The sword is the most revered of all of man's weapons. Although the club is older, the knife more universal, and the firearm much more efficient, it is to the sword that most decoration, myth, mysticism and reverence has been given. The katana has been called "The Soul of the Samurai," the Vikings lavished love, care and attached wonderful names to their weapons. The sword has been the symbol of Justice, of Vengeance, and of Mercy. No one artifact has so captured the imagination as has the sword.
As our society has grown more and more advanced, and more reliant on technology, there has been an increased interest in the weapons of the past. The romance of the sword is very much alive—but movies, books and fiction of all types have romanticized the past, and particularly the sword, beyond all recognition of the real thing.
Drawing on information from grave excavations, illustrations of battle scenes, and many classical and medieval literary sources, this book discusses how contemporaries showed swords were used.
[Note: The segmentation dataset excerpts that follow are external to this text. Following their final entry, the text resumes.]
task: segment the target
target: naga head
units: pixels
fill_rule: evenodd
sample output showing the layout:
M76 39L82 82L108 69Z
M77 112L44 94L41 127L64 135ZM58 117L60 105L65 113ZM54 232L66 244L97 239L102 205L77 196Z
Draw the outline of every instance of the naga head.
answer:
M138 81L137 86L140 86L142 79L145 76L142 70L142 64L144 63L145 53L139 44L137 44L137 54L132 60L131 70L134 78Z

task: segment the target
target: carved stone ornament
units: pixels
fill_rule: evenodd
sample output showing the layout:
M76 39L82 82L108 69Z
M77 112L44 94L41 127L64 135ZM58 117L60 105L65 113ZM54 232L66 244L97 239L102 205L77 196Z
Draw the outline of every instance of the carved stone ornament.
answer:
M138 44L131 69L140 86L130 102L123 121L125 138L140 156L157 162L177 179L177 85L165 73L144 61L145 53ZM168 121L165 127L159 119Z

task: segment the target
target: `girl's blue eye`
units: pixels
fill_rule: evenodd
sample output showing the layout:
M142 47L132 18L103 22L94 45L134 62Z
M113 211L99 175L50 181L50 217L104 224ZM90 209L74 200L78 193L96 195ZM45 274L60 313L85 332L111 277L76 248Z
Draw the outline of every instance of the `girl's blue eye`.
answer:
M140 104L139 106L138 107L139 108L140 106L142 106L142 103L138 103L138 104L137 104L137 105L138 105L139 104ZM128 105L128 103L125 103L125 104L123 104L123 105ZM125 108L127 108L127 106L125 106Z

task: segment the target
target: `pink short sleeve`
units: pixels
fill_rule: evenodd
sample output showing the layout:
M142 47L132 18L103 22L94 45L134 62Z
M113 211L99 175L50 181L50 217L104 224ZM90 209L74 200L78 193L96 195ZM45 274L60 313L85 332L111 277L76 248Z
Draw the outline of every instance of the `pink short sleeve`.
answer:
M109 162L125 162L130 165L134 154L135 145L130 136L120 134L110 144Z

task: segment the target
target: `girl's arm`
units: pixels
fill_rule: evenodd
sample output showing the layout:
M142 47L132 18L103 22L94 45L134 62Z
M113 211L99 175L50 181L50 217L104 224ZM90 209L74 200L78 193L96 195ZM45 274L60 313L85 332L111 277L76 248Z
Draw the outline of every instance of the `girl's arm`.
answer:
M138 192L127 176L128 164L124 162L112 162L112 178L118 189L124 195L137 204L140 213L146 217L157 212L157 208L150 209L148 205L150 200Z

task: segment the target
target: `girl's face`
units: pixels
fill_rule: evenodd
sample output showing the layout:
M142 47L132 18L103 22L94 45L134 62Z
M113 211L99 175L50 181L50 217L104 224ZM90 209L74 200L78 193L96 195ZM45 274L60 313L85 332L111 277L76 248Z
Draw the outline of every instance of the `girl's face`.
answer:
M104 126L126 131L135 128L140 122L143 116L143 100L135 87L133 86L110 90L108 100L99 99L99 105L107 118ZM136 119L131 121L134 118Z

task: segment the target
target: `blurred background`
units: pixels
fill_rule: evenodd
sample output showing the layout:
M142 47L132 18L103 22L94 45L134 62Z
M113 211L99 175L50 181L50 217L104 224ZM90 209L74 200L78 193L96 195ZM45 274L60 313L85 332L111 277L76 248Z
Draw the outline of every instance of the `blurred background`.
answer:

Building on Oakeshott and other authoritative writers on the subject, this volume, representing ten years of writing and a lifetime of experience, will add to the body of knowledge of the history of swords by illustrating not only the beauty of the form of the sword, but also their beauty of function.
About the Author
Hank Reinhardt was a widely known authority on medieval arms and armor and an icon of Southern science fiction fandom for over fifty years. He had written numerous articles on swords and knives, and was in the process of writing this book on the history and use of the sword at the time of his death in 2007. He produced two videos with Paladin Press on the sword, and was a columnist for Blade magazine on swords in the movies. He was a cofounder of the mail order business Museum Replicas, Ltd. and a consultant to many sword makers. Unlike many experts, Reinhardt insisted on actually making and testing the weapons he wrote about, and through his various activities he has been instrumental in increasing the popularity of arms and armor in mainstream America. He has received numerous awards for his work with bladed weapons, most recently the Industry Achievement Award given at the 2006 Blade Show in Atlanta. Hank will appear in Reclaiming the Blade, a documentary due for release in 2008.
The eARC version has artwork for chapter one only.
The final version will have artwork for all chapters.